«Жизнь среди мертвой тишины, которая обволакивает тебя, проникает во все пор твоего тела, в твой ум, в твою душу. Все перепутывается, все смешивается. День длинный, серый похож на сон без сновидений. Так живешь, что сон кажется жизнью, а жизнь – сном. Чудятся люди, замурованные в каменные мешки. Звучит тихий-тихий, подавленный стон, и, кажется, что это человек задыхается под грудой камней. В душе лишь одно здоровое место, и оно твердит: мужайся, Вера, и крепись; вспомни весь народ русский, как он живет, вспомни подавляющий труд, жизнь без света радости; вспомни унижение, голод, болезнь и нищету! Будь тверда! Не плач о неудачах борьбы, о погибших товарищах. Не бойся! За этими глухими камнями невидимо присутствуют твои друзья. Ты не одна.

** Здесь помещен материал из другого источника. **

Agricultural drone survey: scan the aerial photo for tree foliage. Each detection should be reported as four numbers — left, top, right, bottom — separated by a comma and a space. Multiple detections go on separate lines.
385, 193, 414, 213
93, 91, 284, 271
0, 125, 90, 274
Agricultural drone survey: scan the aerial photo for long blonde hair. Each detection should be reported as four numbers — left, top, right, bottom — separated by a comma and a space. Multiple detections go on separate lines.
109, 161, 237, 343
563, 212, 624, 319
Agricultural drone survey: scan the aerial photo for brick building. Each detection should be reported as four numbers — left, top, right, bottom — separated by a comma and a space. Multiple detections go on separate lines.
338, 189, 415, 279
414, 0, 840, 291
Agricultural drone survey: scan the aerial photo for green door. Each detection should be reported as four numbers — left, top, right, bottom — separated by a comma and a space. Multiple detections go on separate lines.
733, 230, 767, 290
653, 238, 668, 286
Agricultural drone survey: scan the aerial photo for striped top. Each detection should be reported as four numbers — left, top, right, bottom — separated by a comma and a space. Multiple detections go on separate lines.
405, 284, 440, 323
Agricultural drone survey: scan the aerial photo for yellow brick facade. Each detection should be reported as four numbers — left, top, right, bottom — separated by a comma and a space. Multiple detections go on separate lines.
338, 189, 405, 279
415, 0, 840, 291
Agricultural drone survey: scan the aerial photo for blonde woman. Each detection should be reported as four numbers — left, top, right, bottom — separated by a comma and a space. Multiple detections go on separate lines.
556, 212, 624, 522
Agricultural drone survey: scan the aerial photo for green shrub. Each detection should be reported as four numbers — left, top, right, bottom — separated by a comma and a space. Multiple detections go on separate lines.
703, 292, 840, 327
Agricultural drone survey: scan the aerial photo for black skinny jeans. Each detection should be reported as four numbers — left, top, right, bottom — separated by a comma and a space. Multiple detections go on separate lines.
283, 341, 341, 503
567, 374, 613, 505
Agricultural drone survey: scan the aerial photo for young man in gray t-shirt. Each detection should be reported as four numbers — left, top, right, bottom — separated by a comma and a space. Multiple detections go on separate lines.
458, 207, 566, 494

День походил на день, неделя – на неделю, меся – на месяц. Из всех людей остались лишь жандармы, для нас глухие, как статуи, с лицами неподвижными, как маски. Камера скоро превратилась в мрачный ящик: асфальтовый пол выкрасили черной масляной краской; стены вверху в серый, внизу – в почти черный цвет свинца. Каждый, войдя в такую перекрашенную камер, мысленно произносил: «Это гроб!» и вся внутренность тюрьмы походила на склеп. Сорок наглухо замкнутых дверей, за которыми томились узники, походили на ряд гробов, поставленных стоймя. Ни одна весть не должна была ни приходить к нам, не исходить от нас. Ни о ком и ни о чем не должны были мы знать, и никто не должен был знать, где мы, что мы. «Вы узнаете о своей дочери, когда она будет в гробу» – сказал шеф жандармов Оржевский моей матери. В Шлиссельбург привозили не для того, чтобы жить. У нас не было никого и ничего, кроме друг друга. Не только люди, но и природа, краски, звуки – все исчезло. Вместо этого был сумрачный склеп с рядом таинственных замурованных ячеек, в которых томились невидимые узники, зловещая тишина и атмосфера насилия, безумия и смерти.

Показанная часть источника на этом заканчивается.